One of the origami models you can use to decorate a table is a napkin ring. Here is an easy one, a Wildflower Napkin Ring:

Wildflower Napkin Ring - Decorating with Origami

To assembly the napkin ring you will need one Wildflower, folded from a 4"(100 mm) square, and one connector, folded from a 2"x 4" (50 mm x 100 mm) rectangle. For the models in the pictures, I used washi paper in pastel shades of yellow and orange. You can change the length of the connector to accomodate the diameter of the ring to the size of your napkin.

Wildflower Napkin Ring - Decorating with Origami

As shown in the photograph above, you can replace the Wildflower with any of the following flowers from my book Contemporary Origami Decorations: Bicolor Wildflower, Bluet, Bicolor Bluet,  and Tropical Flower.  Just follow the guidelines in the "Mix and match" section of the book to select the appropriate paper size.

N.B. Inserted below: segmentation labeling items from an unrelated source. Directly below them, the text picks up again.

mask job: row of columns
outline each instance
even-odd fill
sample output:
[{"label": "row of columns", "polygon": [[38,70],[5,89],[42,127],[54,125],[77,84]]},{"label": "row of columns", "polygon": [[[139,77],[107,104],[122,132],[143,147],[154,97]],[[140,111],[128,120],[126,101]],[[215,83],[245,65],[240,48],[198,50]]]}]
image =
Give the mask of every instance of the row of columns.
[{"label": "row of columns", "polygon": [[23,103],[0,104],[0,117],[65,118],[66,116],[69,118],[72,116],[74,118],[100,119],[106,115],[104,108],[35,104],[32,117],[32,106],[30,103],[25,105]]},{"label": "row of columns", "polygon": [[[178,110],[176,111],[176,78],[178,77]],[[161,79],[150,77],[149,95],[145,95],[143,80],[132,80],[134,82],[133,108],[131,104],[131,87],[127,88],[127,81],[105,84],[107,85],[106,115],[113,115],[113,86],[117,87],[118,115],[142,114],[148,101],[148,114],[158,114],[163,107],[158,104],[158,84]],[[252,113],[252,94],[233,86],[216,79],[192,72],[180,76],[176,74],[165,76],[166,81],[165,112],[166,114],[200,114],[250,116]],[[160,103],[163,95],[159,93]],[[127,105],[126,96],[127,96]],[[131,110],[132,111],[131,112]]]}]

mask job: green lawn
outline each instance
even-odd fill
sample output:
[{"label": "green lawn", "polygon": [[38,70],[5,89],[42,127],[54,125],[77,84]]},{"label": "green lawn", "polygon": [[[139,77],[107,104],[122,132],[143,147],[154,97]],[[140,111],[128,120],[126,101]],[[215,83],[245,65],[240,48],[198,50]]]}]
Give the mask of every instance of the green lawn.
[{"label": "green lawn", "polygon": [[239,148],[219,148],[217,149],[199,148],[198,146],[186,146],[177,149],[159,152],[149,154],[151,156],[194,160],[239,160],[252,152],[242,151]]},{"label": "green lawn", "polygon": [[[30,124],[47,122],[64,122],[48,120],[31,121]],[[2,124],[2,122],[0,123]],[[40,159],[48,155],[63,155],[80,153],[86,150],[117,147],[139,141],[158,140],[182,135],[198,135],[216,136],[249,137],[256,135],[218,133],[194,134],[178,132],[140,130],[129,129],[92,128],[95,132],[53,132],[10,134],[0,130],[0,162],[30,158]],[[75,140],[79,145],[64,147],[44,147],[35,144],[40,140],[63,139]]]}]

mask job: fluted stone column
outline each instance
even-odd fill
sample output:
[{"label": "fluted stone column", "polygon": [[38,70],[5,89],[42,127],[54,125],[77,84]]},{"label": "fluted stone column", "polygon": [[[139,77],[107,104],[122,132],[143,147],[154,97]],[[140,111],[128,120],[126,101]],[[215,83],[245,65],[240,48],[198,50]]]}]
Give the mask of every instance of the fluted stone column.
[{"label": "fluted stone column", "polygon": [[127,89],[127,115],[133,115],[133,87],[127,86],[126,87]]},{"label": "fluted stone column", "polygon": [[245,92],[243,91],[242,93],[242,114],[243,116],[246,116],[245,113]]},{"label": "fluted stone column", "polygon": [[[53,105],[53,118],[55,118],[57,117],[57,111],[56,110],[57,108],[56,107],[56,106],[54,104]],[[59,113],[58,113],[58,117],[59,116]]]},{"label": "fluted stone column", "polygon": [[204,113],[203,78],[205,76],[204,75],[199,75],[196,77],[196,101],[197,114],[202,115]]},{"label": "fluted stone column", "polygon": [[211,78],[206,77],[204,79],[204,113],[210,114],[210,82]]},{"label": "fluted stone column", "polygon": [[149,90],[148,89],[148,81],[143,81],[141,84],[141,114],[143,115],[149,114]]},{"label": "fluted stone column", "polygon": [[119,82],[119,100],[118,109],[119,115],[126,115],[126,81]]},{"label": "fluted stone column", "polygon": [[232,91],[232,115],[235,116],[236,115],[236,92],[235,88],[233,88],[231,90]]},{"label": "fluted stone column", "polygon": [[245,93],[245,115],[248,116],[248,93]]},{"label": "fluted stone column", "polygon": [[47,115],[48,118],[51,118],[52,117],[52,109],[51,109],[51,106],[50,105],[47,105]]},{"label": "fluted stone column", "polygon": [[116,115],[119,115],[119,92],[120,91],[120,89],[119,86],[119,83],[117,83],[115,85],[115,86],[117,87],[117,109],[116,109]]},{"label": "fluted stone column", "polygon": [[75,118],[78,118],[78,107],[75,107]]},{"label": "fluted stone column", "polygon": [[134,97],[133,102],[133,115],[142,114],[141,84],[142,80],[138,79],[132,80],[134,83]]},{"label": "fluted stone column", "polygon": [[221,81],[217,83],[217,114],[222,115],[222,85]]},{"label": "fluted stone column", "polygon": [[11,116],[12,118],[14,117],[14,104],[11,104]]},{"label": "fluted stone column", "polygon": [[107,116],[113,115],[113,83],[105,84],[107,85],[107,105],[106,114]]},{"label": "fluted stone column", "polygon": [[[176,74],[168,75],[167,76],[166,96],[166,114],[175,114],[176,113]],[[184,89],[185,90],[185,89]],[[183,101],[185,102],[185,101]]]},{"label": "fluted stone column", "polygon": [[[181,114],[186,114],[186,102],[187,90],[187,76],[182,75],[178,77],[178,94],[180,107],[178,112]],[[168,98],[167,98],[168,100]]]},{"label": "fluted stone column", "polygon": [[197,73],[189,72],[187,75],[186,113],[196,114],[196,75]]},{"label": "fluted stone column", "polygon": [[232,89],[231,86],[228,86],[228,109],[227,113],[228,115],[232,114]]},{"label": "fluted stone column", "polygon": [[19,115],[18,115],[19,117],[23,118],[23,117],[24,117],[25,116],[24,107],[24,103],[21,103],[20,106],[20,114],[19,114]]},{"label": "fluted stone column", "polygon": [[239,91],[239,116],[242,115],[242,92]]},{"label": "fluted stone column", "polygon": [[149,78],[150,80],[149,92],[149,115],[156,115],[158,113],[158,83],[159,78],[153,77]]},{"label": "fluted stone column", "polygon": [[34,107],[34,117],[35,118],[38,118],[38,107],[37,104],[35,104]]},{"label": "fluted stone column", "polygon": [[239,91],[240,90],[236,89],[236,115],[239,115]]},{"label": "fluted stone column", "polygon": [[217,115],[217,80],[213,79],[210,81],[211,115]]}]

The following video shows how to fold and assemble the napkin ring, including how to fold a Wildflower. The Wildflower diagram is also available here. For the purpose of clarity, I used bigger paper in the video.


If you fold the ring from a smaller paper, for example a 2" (50 mm) square for the Wildflower, and a 1"x 2 1/2" (25 mm x 62 mm) rectangle for the connector, you will end up with a ring you can wear on your finger.

Aug 14, 2011

Origami Quilts - Double Windmill Module

An origami quilt is a particular type of modular origami that is made by joining flat modules to obtain beautiful geometric patterns, similar to the tiles in a quilt.

If framed, quilts will make colorful decorations for your walls. Smaller quilts, made with just a few units, can be used as coasters, or as decorations in scrapbook pages and greeting cards.
You can also make unusual decorative objects by shaping them like cylinders.

Here are some examples:

Origami Quilts - Double Windmill Module

Origami Quilts - Double Windmill Module

I made these quilts with modules that I called " double windmills", and a variation of them, both designed by me. The different patterns are obtained by changing the way in which I connected the modules.
Each module was folded with regular origami paper 3"x 3" (75 mm x 75 mm).

A lot of work, but so much fun!

Aug 6, 2011

More "Sweet" Origami...

Are you one of those who cannot avoid folding every piece of paper that comes into your hand? Well, I am.

That's the case when I have candy wrappers available. I particularly like the foil-glassine or foil-wax paper wrappers. They behave like tissue-foil paper, folding nicely and holding the shape.
Many models from rectangular paper can be easily adapted to be folded with papers of slightly different proportions from the original design, so you will not need to cut your wrappers to size. Just remove any chocolate or sugar residue, and start folding :). Here are some examples:

More Sweet Origami - Candy Wrapper

More Sweet Origami - Candy Wrapper

The models in the picture were folded with cookie (alfajor) wrapping paper, that is approximately 5 1/2" x 7 1/2".
The boat and the hen are traditional models. They were designed for a 3:2 rectangle. I found the diagrams in the book Origami, el arte del papel plegado, by A. van Breda, but they are most likely available in many other books.
The peacock was designed by Adolfo Cerceda. It was designed for a 2:1 rectangle. Because I used a shorter rectangle, it looks more like a regular turkey than a peacock. The diagram is available in the book Fascinating Origami. 101 models by Adolfo Cerceda, by Vicente Palacios.